Отец озадаченно затих, глядя мне в глаза, и я с едва заметным сарказмом поинтересовалась:
— А теперь скажи мне, ты всё ещё хочешь спилить сук, на котором сидишь? Будем закрывать клинику, или, может, позволим врачам поднять тебя на ноги?
— Зачем меня приковали к этому креслу?
— Это не кресло. Это операционное кибернетическое оборудование. На тебе прикреплены десятки датчиков, капельницы и катетеры для ввода наноботов. Ты очнулся после очередного этапа операции. Ты что, не помнишь, как я приходила к тебе два дня назад и всё подробно объясняла?
— Нет.
Папа прикрыл глаза и устало уронил:
— Последнее, что я помню — это как мой блейкап упал на землю. Ладно… позови кого-то из врачей. Пусть меня освободят. Мне надо позвонить.
Единый, я не думала, что разговаривать с ним будет так трудно!

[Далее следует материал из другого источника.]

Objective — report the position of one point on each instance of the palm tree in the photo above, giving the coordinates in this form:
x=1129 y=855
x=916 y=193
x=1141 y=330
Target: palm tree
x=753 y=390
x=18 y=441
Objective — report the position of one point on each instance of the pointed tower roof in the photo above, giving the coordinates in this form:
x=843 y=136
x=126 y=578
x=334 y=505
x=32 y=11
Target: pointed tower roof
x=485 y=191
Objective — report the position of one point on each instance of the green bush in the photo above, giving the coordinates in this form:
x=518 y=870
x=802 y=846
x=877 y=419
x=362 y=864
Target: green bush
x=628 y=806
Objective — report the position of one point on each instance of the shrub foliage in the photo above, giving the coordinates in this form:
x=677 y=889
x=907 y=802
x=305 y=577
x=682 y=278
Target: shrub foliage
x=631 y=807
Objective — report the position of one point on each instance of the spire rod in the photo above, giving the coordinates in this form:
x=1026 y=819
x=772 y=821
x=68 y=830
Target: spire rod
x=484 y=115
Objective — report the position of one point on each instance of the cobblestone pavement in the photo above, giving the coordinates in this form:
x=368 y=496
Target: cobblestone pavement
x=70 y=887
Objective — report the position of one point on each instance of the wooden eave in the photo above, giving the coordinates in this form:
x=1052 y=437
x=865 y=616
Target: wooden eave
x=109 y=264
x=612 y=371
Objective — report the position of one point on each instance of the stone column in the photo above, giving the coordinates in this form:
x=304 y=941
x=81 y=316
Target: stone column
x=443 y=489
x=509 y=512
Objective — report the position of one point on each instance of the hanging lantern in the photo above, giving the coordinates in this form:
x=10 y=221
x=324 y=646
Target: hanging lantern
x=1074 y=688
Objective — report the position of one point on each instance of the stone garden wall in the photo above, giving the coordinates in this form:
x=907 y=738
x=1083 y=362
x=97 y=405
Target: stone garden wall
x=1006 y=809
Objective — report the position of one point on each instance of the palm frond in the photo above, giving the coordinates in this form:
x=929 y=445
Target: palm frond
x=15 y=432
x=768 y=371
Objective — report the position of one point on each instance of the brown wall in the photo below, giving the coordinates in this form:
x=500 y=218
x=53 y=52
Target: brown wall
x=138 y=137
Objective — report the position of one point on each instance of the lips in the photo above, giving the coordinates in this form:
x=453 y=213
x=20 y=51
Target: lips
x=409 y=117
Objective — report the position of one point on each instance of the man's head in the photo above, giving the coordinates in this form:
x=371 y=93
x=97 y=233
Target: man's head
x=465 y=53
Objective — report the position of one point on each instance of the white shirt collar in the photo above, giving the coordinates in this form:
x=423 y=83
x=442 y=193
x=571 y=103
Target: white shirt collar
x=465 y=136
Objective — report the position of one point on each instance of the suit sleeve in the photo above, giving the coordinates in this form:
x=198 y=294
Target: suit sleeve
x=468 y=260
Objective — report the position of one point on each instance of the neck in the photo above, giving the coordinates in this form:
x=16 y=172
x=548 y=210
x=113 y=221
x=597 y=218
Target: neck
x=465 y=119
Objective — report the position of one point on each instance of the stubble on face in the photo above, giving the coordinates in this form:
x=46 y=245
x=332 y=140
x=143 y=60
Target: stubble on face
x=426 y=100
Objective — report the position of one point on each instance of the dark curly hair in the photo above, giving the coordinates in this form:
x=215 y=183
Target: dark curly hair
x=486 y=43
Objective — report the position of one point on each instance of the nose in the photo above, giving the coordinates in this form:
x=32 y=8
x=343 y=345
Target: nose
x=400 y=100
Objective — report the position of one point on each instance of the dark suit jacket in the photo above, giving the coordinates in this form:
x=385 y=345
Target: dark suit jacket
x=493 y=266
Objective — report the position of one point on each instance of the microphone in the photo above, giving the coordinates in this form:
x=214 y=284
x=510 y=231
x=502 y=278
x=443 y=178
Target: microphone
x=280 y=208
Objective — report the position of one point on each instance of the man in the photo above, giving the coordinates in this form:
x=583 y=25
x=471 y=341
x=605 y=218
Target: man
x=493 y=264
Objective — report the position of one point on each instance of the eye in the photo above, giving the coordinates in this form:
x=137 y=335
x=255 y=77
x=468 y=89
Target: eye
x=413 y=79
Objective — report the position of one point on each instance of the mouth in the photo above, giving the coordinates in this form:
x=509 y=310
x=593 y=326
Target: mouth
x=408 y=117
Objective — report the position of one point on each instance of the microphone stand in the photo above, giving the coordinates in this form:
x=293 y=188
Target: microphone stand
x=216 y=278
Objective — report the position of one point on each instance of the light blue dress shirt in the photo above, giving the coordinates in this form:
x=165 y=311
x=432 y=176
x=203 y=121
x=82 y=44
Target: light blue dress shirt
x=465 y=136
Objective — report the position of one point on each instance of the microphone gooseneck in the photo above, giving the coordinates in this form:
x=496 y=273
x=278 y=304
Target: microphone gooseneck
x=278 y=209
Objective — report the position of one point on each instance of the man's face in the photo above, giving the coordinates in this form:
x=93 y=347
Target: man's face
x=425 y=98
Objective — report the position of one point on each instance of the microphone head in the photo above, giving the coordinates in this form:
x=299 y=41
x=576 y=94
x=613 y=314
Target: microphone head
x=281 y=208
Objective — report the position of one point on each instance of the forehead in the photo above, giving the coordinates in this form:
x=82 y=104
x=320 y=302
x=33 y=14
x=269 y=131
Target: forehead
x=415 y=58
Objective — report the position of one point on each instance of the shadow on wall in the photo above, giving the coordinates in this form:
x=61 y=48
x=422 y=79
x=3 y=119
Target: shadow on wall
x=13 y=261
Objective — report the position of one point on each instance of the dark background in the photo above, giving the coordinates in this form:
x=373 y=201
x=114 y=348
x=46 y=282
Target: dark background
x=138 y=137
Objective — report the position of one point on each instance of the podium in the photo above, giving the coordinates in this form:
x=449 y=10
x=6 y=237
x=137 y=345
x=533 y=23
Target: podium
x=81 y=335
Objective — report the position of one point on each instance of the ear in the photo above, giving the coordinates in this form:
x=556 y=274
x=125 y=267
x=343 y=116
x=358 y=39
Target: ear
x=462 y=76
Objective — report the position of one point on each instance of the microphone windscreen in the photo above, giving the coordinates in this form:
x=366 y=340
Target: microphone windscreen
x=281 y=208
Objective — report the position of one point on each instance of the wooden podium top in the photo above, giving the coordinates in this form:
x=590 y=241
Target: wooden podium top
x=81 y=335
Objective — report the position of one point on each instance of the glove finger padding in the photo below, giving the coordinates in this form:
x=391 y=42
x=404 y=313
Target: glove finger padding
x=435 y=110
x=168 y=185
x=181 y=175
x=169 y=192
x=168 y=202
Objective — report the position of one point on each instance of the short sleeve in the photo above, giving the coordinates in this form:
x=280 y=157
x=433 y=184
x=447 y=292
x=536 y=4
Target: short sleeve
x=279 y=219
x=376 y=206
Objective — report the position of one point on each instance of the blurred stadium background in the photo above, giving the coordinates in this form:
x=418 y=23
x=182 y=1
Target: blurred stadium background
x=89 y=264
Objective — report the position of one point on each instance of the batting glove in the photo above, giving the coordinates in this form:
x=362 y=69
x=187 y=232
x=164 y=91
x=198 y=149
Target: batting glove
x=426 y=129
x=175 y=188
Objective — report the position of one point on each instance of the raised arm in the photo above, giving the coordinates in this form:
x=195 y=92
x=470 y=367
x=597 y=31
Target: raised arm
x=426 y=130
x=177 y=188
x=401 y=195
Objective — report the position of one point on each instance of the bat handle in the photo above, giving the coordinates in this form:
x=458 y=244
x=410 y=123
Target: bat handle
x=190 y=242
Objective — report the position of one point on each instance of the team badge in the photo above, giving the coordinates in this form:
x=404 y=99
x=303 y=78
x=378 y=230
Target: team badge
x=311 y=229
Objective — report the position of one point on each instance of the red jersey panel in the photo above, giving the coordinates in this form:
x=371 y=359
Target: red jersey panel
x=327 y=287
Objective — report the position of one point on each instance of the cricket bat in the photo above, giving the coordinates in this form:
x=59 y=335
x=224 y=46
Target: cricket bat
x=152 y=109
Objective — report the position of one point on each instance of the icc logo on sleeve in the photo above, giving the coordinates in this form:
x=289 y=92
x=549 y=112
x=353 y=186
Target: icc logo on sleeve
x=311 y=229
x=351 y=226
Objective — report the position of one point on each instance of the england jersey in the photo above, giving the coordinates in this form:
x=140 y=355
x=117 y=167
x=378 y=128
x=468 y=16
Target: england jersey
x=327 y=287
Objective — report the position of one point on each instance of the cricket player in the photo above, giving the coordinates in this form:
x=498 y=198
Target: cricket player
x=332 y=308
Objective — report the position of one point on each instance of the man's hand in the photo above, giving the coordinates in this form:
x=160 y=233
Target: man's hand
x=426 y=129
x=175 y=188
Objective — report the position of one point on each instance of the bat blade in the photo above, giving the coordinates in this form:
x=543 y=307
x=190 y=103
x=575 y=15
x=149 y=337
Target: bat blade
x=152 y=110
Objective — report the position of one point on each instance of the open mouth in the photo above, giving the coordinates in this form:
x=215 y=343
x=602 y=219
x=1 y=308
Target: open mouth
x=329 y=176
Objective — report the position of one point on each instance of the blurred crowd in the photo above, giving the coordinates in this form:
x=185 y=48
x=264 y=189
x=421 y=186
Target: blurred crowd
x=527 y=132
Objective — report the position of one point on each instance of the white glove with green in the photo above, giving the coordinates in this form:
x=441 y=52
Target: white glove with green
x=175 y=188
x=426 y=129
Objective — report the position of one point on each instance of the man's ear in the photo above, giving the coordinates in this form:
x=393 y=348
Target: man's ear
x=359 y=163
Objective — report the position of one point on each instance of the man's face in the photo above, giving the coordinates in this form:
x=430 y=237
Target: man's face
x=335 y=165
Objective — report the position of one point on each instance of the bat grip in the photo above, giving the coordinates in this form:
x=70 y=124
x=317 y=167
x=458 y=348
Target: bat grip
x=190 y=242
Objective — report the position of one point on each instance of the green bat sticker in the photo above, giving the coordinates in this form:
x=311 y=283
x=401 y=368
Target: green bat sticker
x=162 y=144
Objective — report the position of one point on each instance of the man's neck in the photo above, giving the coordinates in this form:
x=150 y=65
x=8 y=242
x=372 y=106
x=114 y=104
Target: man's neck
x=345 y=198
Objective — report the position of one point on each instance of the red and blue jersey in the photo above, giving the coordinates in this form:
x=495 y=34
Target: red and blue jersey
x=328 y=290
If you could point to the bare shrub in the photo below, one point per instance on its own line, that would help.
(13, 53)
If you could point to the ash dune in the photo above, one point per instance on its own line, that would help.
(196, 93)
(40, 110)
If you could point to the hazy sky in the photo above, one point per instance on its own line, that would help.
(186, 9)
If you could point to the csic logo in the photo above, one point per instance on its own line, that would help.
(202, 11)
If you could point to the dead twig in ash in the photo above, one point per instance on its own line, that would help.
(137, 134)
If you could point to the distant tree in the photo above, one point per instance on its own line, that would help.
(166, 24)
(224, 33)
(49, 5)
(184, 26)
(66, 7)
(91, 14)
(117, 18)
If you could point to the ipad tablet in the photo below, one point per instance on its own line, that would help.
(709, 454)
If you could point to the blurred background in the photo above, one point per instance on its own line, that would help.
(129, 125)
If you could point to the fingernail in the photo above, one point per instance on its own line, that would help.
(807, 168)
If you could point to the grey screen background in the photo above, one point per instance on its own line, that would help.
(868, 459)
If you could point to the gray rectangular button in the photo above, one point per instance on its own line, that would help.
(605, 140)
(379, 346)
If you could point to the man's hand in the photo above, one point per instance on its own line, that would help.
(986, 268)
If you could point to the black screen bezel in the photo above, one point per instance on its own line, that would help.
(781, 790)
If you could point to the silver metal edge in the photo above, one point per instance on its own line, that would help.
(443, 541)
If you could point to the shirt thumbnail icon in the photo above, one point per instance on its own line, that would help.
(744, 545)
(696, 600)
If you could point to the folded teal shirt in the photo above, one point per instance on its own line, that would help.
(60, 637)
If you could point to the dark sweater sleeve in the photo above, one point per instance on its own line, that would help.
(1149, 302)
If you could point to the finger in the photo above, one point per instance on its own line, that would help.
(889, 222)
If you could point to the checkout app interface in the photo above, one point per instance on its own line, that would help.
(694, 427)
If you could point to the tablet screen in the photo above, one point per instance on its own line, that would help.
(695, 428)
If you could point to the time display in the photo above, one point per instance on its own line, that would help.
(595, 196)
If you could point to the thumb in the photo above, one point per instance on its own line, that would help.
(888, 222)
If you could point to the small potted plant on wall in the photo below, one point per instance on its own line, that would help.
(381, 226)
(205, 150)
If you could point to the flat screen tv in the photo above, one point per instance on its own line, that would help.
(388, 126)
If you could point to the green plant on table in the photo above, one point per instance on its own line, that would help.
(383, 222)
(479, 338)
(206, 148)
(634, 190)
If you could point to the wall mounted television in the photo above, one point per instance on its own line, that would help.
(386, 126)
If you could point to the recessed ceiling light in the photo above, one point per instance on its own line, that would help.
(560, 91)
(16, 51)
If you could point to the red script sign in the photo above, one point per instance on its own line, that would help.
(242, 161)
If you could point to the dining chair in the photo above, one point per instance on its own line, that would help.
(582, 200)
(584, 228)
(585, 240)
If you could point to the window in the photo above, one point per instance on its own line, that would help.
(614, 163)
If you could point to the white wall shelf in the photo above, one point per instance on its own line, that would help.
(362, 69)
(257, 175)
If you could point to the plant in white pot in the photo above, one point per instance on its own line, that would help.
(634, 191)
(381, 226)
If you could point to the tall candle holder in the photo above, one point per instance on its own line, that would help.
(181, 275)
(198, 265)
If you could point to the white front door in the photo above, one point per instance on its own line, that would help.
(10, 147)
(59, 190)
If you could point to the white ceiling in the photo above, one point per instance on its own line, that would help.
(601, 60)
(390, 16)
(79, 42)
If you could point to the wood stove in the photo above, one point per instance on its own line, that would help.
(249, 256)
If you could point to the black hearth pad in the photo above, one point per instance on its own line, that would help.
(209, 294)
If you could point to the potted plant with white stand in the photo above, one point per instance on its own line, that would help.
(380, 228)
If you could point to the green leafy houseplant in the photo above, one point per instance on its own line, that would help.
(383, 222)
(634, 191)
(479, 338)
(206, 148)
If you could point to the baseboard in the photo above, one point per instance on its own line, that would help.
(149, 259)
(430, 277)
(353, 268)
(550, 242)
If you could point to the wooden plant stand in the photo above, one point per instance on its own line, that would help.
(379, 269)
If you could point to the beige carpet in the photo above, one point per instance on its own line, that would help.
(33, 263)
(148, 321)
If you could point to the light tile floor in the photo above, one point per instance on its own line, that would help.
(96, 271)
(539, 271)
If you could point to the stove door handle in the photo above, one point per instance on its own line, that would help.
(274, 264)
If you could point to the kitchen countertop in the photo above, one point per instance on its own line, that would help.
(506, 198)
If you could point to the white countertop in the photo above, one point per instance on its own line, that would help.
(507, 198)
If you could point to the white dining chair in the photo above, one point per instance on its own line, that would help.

— И кому ты собрался звонить?
— Я не трону твоих костоправов, можешь не волноваться. Это по делу.
И вот тут я не выдержала:
— Ты себя в зеркале видел? — вытаскивая из-за спины зеркало и поднося его к лицу родителя, полюбопытствовала у него.
Папа замер, потрясённо пялясь на своё жуткое отражение.
— Тебя еле откачали! Тебе сейчас противопоказаны любые стрессы, волнения и нагрузки. Мы c Лиамом больше декрайда за твою жизнь боролись! А ты хочешь свести на нет все наши усилия? Ты хоть знаешь, во сколько нам обходится один день содержания тебя в этой клинике?
— Больше декрайда? — кажется, услышав из всего мною сказанного только это, просипел отец. — Я валялся в отключке больше декрайда?!
Ну, наконец-то! Дошло! Добро пожаловать в реальный мир, тин Авьен!
— Ты был парализован и находился в коме. Никто не хотел браться за твоё лечение. Нам с Лиамом все советовали прекратить твои мучения и согласиться на эвтаназию. Этот центр — единственный, который не только решился испытать на тебе своё экспериментальное оборудование, но и обещал положительный результат. Результат налицо! Ты в здравом уме, говоришь, двигаешься и уже пытаешься всеми командовать.
— Я не чувствую своих ног, — внезапно сообщил отец, и у меня нехорошо кольнуло под лопаткой.